Despite the impressive performance of foundation models, their output can be unpredictable and difficult to control. For that reason, in the coming years, they’ll be primarily used to build human-in-the-loop systems where models act as “generators” and humans act as “critics,” rather than opaque APIs that produce one result and don’t afford further iteration. A prominent example here is Github Copilot, which uses a large language model to autocomplete code. Copilot is by no means perfect, often producing incorrect code or completely misunderstanding the problem. But users are free to accept or disregard the model’s suggestions, and experiment with different ways of providing context to the model. Looking into the future, there is ongoing work for making model outputs more helpful and contextually relevant, done by creating elaborate prompts and techniques like RLHF and Context Distillation, as well as having models tell us when they don't know how to answer certain questions.
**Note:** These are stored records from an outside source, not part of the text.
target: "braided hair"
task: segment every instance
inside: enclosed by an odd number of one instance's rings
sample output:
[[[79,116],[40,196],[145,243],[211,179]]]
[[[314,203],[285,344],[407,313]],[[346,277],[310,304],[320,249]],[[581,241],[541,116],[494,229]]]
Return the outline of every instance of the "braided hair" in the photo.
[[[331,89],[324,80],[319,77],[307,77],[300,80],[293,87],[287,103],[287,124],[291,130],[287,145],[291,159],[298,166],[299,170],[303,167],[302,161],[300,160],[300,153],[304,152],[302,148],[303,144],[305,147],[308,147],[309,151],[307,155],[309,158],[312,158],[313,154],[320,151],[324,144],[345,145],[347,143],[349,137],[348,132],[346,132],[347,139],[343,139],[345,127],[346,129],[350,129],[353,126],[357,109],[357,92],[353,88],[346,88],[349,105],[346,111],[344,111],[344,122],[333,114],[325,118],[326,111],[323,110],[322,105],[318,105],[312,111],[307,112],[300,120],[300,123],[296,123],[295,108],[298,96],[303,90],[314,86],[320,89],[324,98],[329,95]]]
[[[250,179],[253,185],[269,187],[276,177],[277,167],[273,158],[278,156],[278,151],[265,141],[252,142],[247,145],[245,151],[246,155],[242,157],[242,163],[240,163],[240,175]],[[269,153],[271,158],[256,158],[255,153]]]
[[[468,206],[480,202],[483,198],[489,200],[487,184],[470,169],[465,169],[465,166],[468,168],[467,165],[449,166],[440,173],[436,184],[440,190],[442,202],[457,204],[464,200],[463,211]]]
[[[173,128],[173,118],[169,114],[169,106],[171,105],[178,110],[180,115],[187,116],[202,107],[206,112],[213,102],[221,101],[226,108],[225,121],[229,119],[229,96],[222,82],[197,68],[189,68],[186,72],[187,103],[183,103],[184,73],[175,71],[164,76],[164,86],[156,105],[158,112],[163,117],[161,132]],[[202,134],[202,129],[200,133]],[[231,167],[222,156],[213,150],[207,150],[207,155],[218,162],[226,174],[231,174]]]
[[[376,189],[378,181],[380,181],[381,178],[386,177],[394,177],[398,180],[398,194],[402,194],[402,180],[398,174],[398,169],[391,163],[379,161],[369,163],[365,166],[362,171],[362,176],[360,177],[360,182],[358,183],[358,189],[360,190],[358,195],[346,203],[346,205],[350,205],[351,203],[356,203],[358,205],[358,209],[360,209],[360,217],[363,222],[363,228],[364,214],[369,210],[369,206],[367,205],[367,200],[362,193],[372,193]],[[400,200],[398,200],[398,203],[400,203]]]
On the one hand, following the progress in foundation models can make the field of ML feel increasingly alienating. These models require millions of dollars to train and running them involves a high degree of operational complexity (the OPT training logbook provides a glimpse into how error-prone the process can be). Big advancements are coming more and more from large multi-disciplinary teams rather than brilliant small teams of researchers. Less and less of the state-of-the-art models are being open sourced, instead only becoming publicly available via closed APIs. On the other hand, there’s yet so much to understand and discover about how to work with foundation models. The art of prompt engineering, i.e. figuring out ways of providing context to models at inference time, is being invented at rapid pace as we speak. Unlike traditional machine learning engineering — which generally requires expensive trial and error, large amounts of data, and deep domain knowledge — prompt engineering allows cheap experimentation and rewards creativity, divergent thinking, and an intuitive understanding of language, cognition, and media. Because they use natural language as input, foundation models are really easy to get started with, even with minimal technical knowledge. Some of the biggest findings on how to prompt those models are discovered by hobbyists years before they’re published by mainstream research. Foundation models contain a vast universe of knowledge and identities within them, and this is as good a time at explore them as ever.